Существует знаменитое золотое правило этики: «как ты хочешь, чтобы обращались с тобой, так и ты поступай с другими» или «не делай другому того, чего не хочешь себе». Совершенно независимо это правило высказывалось Конфуцием, мудрецами Греции, еврейскими пророками; это есть в Евангелии от Матфея, в Деяниях апостолов, – это мудрость общечеловеческая. Предполагается, что нужно ставить себя на место другого, в этом суть этики – постичь свою общность с другим и действовать как бы от его лица, в соответствии с его запросами и нуждами. Если же твое поведение не достигает такой всеобщности, значит, ты отклоняешься от нравственной нормы.
1
Возникает вопрос: достаточно ли универсально это правило, может ли оно действовать в таких случаях, когда человек желает причинить самому себе вред и по этой самой причине причиняет его другим? Террористы, революционеры, большевики совершали ужасные разрушительные действия по отношению к другим и к цивилизации в целом и допускали подобные же действия по отношению к самим себе. Робеспьер, например, ссылается на золотое правило, исповедуя свою революционную мораль, беспощадную к «врагам народа» и, в конце концов, истребившую его самого.

В самой универсальности золотого правила кроется и вопрос к нему, особенно насущный сейчас, в XXI веке. Мы — существа настолько индивидуальные, что нам хочется универсализировать свою собственную индивидуальность, своё право отличаться от других. Возникает необходимость дополнить золотое правило соображением о том, что индивидуальная ценность каждого человека, каждого человеческого дара, тоже может быть этически востребована.
2
Универсальное правило сложилось в ту «осевую эпоху» человечества, как называл её Карл Ясперс, VIII – II вв до н.э., когда важно было утвердить именно общечеловеческое в разноголосице племён, народов, этнических групп, далеко разбросанных по лицу Земли. В эпоху становления общественной морали важно было подчеркнуть приоритет общего над индивидуальным. Но, как итог крушения тоталитарных режимов, идеологий и моралей XX века, основанных на культе «всеобщности», на стадном чувстве, возникла сильнейшая потребность обосновать и подчеркнуть именно индивидуальное начало в этике.
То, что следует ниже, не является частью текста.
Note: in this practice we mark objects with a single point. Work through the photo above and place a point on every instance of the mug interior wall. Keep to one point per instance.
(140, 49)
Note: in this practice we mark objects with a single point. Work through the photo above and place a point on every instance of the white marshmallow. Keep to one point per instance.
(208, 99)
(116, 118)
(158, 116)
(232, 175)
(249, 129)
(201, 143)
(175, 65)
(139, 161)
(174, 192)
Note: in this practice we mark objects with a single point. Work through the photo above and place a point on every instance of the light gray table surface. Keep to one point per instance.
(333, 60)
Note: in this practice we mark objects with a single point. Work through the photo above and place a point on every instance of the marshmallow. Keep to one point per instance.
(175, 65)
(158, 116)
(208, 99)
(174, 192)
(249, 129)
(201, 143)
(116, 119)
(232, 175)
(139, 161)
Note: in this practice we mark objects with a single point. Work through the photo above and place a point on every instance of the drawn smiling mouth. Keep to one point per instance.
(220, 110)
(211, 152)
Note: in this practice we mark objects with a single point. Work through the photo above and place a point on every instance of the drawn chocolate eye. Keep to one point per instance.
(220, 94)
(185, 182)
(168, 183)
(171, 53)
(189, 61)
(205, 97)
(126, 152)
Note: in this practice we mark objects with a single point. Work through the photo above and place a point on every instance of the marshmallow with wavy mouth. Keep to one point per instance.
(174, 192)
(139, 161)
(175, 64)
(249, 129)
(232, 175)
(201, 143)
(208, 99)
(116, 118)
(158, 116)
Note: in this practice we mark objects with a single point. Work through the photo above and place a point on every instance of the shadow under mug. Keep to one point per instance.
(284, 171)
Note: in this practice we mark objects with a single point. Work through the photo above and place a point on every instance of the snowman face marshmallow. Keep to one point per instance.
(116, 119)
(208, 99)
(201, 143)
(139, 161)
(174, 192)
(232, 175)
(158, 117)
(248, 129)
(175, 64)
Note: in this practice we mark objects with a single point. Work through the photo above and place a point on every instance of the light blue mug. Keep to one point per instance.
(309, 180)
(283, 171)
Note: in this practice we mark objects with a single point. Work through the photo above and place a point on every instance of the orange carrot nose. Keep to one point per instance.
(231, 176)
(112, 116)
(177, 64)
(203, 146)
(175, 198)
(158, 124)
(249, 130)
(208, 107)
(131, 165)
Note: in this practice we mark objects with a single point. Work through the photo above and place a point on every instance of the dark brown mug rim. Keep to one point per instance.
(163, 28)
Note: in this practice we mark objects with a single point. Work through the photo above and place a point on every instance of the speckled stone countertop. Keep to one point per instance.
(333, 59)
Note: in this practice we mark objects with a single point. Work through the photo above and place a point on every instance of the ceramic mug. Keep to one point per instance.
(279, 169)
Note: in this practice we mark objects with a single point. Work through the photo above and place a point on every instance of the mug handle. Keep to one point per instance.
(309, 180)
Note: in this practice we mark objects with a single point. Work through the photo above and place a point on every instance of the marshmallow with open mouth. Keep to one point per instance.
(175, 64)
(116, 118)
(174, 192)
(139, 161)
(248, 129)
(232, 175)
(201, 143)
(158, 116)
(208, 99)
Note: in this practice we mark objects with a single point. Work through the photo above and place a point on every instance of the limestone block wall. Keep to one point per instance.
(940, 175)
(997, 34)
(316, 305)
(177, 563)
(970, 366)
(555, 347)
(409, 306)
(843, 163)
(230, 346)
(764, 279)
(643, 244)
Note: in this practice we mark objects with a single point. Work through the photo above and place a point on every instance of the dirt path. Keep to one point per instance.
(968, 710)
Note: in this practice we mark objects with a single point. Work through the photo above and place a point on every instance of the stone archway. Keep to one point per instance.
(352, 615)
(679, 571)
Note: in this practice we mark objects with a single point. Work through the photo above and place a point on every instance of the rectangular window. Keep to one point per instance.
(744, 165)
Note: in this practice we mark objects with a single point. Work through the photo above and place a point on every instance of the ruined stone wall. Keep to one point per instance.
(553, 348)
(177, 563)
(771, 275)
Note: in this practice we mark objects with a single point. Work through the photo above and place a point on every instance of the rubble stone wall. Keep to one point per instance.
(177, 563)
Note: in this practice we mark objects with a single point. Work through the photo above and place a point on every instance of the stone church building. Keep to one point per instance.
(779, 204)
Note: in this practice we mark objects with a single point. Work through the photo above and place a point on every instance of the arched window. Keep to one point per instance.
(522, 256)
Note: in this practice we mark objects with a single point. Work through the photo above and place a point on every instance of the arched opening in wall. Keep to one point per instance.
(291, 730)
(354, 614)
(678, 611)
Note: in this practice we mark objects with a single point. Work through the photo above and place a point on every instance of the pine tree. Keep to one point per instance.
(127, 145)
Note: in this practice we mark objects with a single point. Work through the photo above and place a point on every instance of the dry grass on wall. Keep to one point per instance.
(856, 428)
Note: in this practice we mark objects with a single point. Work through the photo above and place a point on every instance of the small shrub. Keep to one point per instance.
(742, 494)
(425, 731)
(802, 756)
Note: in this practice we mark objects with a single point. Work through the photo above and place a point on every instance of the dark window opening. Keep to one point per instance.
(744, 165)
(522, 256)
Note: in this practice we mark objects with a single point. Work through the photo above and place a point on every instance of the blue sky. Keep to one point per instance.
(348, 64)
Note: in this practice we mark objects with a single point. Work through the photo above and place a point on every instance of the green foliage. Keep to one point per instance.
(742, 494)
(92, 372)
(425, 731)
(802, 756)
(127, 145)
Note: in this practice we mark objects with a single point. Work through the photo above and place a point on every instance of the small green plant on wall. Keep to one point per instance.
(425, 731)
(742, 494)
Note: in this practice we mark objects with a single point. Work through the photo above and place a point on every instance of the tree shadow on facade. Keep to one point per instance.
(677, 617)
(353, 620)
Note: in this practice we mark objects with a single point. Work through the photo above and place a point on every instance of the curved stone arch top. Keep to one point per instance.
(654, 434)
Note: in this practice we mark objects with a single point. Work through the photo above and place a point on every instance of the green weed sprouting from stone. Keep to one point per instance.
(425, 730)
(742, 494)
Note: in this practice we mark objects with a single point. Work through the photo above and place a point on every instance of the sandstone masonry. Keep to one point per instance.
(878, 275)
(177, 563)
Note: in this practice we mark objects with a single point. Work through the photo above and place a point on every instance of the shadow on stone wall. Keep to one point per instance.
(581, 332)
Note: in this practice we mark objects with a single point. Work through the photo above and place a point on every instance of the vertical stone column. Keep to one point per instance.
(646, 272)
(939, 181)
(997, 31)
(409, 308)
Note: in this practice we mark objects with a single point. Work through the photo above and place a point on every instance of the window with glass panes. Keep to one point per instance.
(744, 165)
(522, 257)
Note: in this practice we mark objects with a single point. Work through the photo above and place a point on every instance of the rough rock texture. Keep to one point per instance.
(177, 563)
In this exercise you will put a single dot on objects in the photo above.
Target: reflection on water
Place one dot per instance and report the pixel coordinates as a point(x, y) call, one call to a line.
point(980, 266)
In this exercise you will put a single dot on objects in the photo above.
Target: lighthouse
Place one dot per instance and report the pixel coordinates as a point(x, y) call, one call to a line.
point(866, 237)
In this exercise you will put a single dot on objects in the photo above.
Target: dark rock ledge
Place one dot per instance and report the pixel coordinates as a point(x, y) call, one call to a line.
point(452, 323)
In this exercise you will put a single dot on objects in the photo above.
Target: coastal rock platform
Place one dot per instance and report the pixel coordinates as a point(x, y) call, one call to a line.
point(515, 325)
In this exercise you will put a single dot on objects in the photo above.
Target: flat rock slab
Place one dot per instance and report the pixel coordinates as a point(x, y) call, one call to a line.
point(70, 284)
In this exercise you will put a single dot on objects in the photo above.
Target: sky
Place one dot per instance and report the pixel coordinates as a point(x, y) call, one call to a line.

Дополнительно к золотому правилу все более утверждается необходимость другого нравственного критерия, который можно назвать алмазным правилом, поскольку оно подчёркивает именно сверкающую, как алмаз, состоящую из секущих граней индивидуальность, неповторимость человеческого дара. Сделай то, чего никто не может, кроме тебя. Приноси пользу наибольшему числу людей, но именно в том, в чем никто, кроме тебя, не может принести эту пользу. Поступай так, чтобы твои наибольшие способности служили наибольшим потребностям других. Сама единственность данного индивида, субъекта этического действия, становится универсальным критерием. Золотое правило – это обратимость субъекта и объекта: поставь себя на место другого, не делай ему того, чего не хочешь себе. Алмазное правило, напротив, подчёркивает именно несводимость субъекта морального действия к его объекту, его индивидуальность и исключительность.
3
Александр Солженицын, один из самых мужественных людей XX века, в «Архипелаге ГУЛАГе» вспоминает, как смершевцы везли его на поезде с фронта, где он был арестован, на Лубянку, вели его по Москве, и как он сам им, немосквичам, показывал путь к своей тюрьме. Солженицын вспоминает свой арест 1945 года спустя уже почти тридцать лет:

«…Почему же я молчу? почему ж я не просвещаю обманутую толпу в мою последнюю гласную минуту? <…> А у каждого всегда дюжина гладеньких причин, почему он прав, что не жертвует собой… А я — я молчу еще по одной причине: потому, что этих москвичей, уставивших ступеньки двух эскалаторов, мне все равно мало — м а л о! Тут мой вопль услышат двести, дважды двести человек - а как же с двумястами миллионами?.. Смутно чудится мне, что когда-нибудь закричу я двумстам миллионам… »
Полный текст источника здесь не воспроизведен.